Anyone who’s ever had the sheer joy of attending a performance by longtime Toronto Reggae/R&B/Pop singer Jay Douglas over his long career knows how his magical persona and talent can inspire and unify and audience.
But who could ever have suspected he was such a powerful spellbinder that he could induce a sharply divided group of people like members of Toronto City Council to get up and dance in chambers during a meeting?
Yet, as videos uploaded to YouTube and broadcast on U.S. network television have shown, that’s exactly what happened on Tuesday, December 17, when he was asked to make a deputation to the body on behalf of the establishment of a Toronto Music Industry Advisory Council to promote live music as a tourist draw and stimulus. Mayor Rob Ford can be seen cavorting with Council speaker Frances Nunziata while several other members of Council also get up and shake their booties.
And this took place as Douglas played Pied Piper to the chamber shortly after Nunziata had sharply rebuked Ford regarding his refusal to apologize for remarks he had made the previous day calling the council “corrupt”! Ford eventually relented and issued the apology.
Council later voted to establish the council and name 28 people to it based on interviews conducted over the past weekend with a shortlist drawn from the 106 people who had applied to be on it after the initiative was approved in principle last month.
Douglas made his point and got the party started on Tuesday when he sang an infectious Christmas-themed “Merry Christmas” ditty, strolling as he did so through the chambers midst a group of the elected representatives and inducing them to get up and dance. It’s a classic Douglas move that he’s used with great effect at shows spanning dozens of years and many different types of gatherings, always with the same enthusiastic response. The last time I saw him do so was in April when he was the only performer to leave the stage at St. Clements Hall during the George Olliver 50th anniversary gala, put on by SongTown, to perform beneath the glittering chandeliers hanging above the tables of delighted fans.
On Wednesday, as the council meeting continued and establishment of the music council came up for a vote, a beaming Mayor Ford spoke strongly in favour of the initiative, which was unanimously carried.
Ford noted that in Austin, Texas “the city council there brings in a band to play at the end of every meeting.”
He said that during his visit there earlier this year, as part of the Toronto delegation studying how that city has benefitted from promoting live music, he had his eyes opened and was impressed by how much tourism and money the industry produced for the city. Council also approved establishing a “twinning” initiative with Austin in respect to music promotion.

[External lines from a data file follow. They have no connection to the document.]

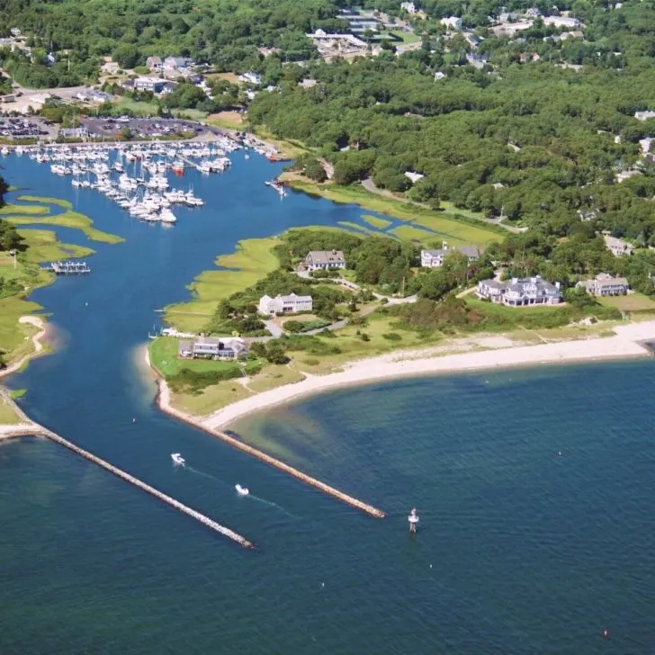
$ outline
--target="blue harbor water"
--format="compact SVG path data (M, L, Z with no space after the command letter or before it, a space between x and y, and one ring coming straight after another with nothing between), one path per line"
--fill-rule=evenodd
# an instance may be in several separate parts
M653 361L389 381L234 426L383 520L157 410L139 351L156 310L239 239L363 225L356 207L280 202L263 184L277 166L233 159L185 178L206 205L172 229L27 157L3 162L10 184L127 239L90 244L92 275L33 294L58 349L11 379L22 406L257 548L54 444L3 444L0 653L652 652Z

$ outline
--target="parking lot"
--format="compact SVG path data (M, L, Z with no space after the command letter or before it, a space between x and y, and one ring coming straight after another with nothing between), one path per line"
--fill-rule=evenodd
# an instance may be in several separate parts
M133 139L160 139L183 132L196 137L220 134L215 128L173 118L85 118L80 122L92 137L116 137L126 128Z
M47 126L41 121L26 118L0 118L0 136L4 139L31 139L48 136Z

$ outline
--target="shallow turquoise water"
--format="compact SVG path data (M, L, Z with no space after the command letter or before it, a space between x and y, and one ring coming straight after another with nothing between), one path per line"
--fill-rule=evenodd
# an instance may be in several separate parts
M211 207L173 230L76 198L25 159L4 171L128 238L94 245L90 277L34 294L61 348L12 379L29 389L22 406L257 549L49 442L4 444L0 653L651 652L651 360L348 389L235 426L383 520L154 408L134 361L153 310L184 298L238 238L361 213L295 194L281 203L261 184L274 167L239 157L194 182ZM189 468L172 468L175 451ZM237 498L237 482L257 498Z

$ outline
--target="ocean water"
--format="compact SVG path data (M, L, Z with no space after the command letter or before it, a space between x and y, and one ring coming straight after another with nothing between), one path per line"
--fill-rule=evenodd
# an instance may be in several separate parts
M4 444L2 655L652 651L655 361L390 381L234 426L387 512L373 519L159 413L137 350L237 240L361 211L280 202L262 184L276 166L237 154L192 178L209 206L165 230L24 157L4 166L127 238L92 244L91 276L34 293L59 349L11 379L22 406L257 547L48 441Z

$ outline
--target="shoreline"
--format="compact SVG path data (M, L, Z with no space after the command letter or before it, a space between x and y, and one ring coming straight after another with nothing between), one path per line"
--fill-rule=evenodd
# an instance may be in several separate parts
M191 415L173 407L168 386L165 380L157 376L159 392L157 402L163 411L215 434L254 412L345 386L474 371L637 359L652 356L653 354L643 345L643 342L649 339L655 339L655 321L618 326L614 336L579 341L500 347L419 359L402 359L403 354L399 351L354 361L339 372L312 375L299 382L262 391L227 405L206 417ZM150 365L149 357L147 361Z
M20 371L21 368L22 368L22 366L30 360L44 354L45 348L41 343L41 339L48 336L48 323L40 317L33 315L22 316L18 319L18 322L22 324L29 323L30 325L34 326L34 328L39 328L39 332L31 337L34 351L32 353L28 353L28 354L23 355L21 359L0 371L0 380Z

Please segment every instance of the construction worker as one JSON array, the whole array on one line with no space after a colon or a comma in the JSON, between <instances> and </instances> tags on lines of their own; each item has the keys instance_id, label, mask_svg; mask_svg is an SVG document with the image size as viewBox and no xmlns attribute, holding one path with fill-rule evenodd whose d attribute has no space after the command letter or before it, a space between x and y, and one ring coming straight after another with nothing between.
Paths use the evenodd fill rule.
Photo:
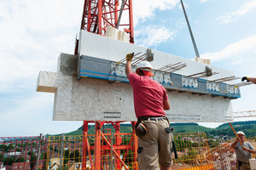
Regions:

Seeing how well Ford’s remarks were received by a council that so recently censured him and reduced his powers, and how the council members seemed to forget their differences during the dancing session, was a palpable reminder of how powerfully positive music can be.
“You’ll never meet anyone who says they don’t like music. Everyone loves music,” Ford said. And you’d be hard-pressed to find anyone who doesn’t feel that way about Jay Douglas too.